A study is published in the Journal of Organic Systems. It claims to find a connection between genetically modified feed (corn and soybeans) for pigs and the pigs developing an increase in uterine weight and severe stomach inflammation.
The second thing to be noted is that the lead author’s web site is devoted to anti-GM food reports, and happens to have a link on the home page to Sustainable Pulse, with a convenient email subscription box.
We are not dealing with “disinterested and objective science” here.
Even before reading the study, those facts alone should suggest to reporters that they should proceed with caution. This is likely more advocacy science, with the emphasis on the advocacy and not on the science. Something smells, and it’s not the pigs.
So, did any reporters overlook this and report the story as straight news?
Science experts smelled the studies from the outset.
Mark Lynas looked at the study and then dissected it, concluding that “extraordinary claims require extraordinary evidence …No conclusions can be drawn from this study, except for one – that there should be tighter controls on experiments performed on animals by anti-biotech campaigners, for the sake of animal welfare.”
Andrew Kniss, Assistant Professor, Weed Biology & Ecology at the University of Wyoming, breaks apart the statistic methods the authors used to come to their conclusions: “If I were to have analyzed these data, using the statistical techniques that I was taught were appropriate for the type of data, I would have concluded there was no statistical difference in stomach inflammation between the pigs fed the two different diets. To analyze these data the way the authors did makes it seem like they’re trying to find a difference, where none really exist.”
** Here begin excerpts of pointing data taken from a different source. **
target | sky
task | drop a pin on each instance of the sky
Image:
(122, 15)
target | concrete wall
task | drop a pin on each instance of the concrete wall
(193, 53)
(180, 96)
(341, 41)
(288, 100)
David Tribe (@gmopundit) said this: “It’s what some call a fishing expedition in search of a finding, and a known pitfall of animal feeding trials on whole foods.” Then he looked at what commonly causes enlarged uteruses in swine; and noted that the authors may have inadvertently confirmed the safety of GM feed for swine. (You can see all of his posts on the study at GMOPundit.)
Fourat Janabi, author of the blog Random Rationality, provides “pseudoscience indicators” as signposts for debunking the studies claims. His post outlines six “warning signs” regarding the study’s integrity; dismisses the low-impact journal the study was published in; and exposes the true interests and motives of both those conducting and funding the study. (Note that he doesn’t mince words in the headline of his article.)
Dr. Cami Ryan summarizes various expert critiques and also provides her own assessment of the authors’ recipe for shoddy science: “This is just another exercise to “prove” that GMOs are dangerous rather than to objectively investigate them. …The science, however, doesn’t pass the sniff-test. It’s a case of faulty methodology and poorly interpreted data magically making it through the peer review process. Throw in some colorful (scary) pictures of pig uteri for good measure, add to that a bit of bias and credibility issues and you have the makings for some really ‘shoddy science’.”
Mark Hoofnagle, MD, PhD provides a really straight forward explanation of how the scientific process should work and how this study fall short. He also includes an illustration – literally a stick figure cartoon (XKCD knows stats) – of how shoddy science not only gets published but also inaccurately covered in the media, often by non-scientists.
The findings of one study must be evaluated on the quality of the data in that study and in the context of body of evidence. Numerous peer-reviewed scientific studies have been performed on biotech crops to date, including more than a hundred feeding studies. All confirmed their safety. This is reflected in the respective safety assessments by government regulatory authorities around the world.
In 2012, a comprehensive literature review (Snell et al., 2012) assessed the health impact of a GM plant diet containing GM maize, potato, soybean, rice, or triticale on animal health. The review concluded “that GM plants are nutritionally equivalent to their non‐GM counterparts and can be safely used in food and feed.” Other recent studies where GM corn was fed to weanling pigs (Walsh et al, 2012) and growing and finishing pigs (Buzoianu et al., 2012) have generated similar results; GM corn was reported to be as safe and nutritious as the non‐GM counterpart. You can see a list of peer-reviewed feeding studies here.
These products are more rigorously tested than any other food product available today. It is estimated that three trillion meals containing ingredients from biotech crops have been consumed without a single reliable documentation of any food safety issues for people or animals.
And yet advocacy “science” will still find a friendly welcome in the arms of advocacy “journalism.”